Figure 3-6. Format of Stack Pointer
15
SP SP15 SP14 SP13 SP12 SP11 SP10 SP9 SP8 SP7 SP6 SP5 SP4 SP3 SP2 SP1
0
0
In stack addressing through a stack pointer, the SP is decremented ahead of write (save) to the stack memory and is
incremented after read (restore) from the stack memory.

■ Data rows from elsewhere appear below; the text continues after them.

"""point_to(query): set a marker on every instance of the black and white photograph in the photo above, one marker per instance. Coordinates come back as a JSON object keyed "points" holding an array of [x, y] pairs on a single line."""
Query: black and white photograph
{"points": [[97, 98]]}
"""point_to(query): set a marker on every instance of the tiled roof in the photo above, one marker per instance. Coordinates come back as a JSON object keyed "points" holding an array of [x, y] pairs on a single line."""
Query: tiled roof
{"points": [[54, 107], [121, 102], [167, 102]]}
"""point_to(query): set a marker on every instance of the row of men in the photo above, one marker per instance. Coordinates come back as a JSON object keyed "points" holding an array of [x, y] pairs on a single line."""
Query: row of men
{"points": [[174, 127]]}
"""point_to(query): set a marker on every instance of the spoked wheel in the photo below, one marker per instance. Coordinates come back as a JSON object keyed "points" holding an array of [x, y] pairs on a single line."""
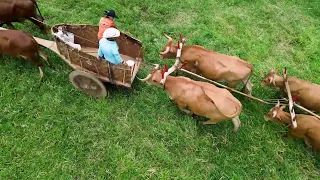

Cautions 1. Since reset signal generation makes the SP contents undefined, be sure to initialize the SP
before using the stack.
2. It is prohibited to use the general-purpose register space (FFEE0H to FFEFFH) for fetching
instructions or as a stack area.
3. When self-programming is performed or the data flash memory is rewritten, the stack used for
each library and the RAM address used for the data buffer and DMA transfer should not be set to
the RAM area of the following products. For details, refer to RL78 Family Flash Self-
Programming Library Type 01 User’s Manual and RL78 Family Data Flash Library Type 04 User’s
Manual.
RL78/G1P: FFE20H to FFEFFH
4. The flash libraries use the parts of the RAM area referred to as self RAM in self-programming or
rewriting of the data flash memory. For the sizes of the RAM areas used by the flash libraries,
see “ROM, RAM capacities” in 1.1 Features.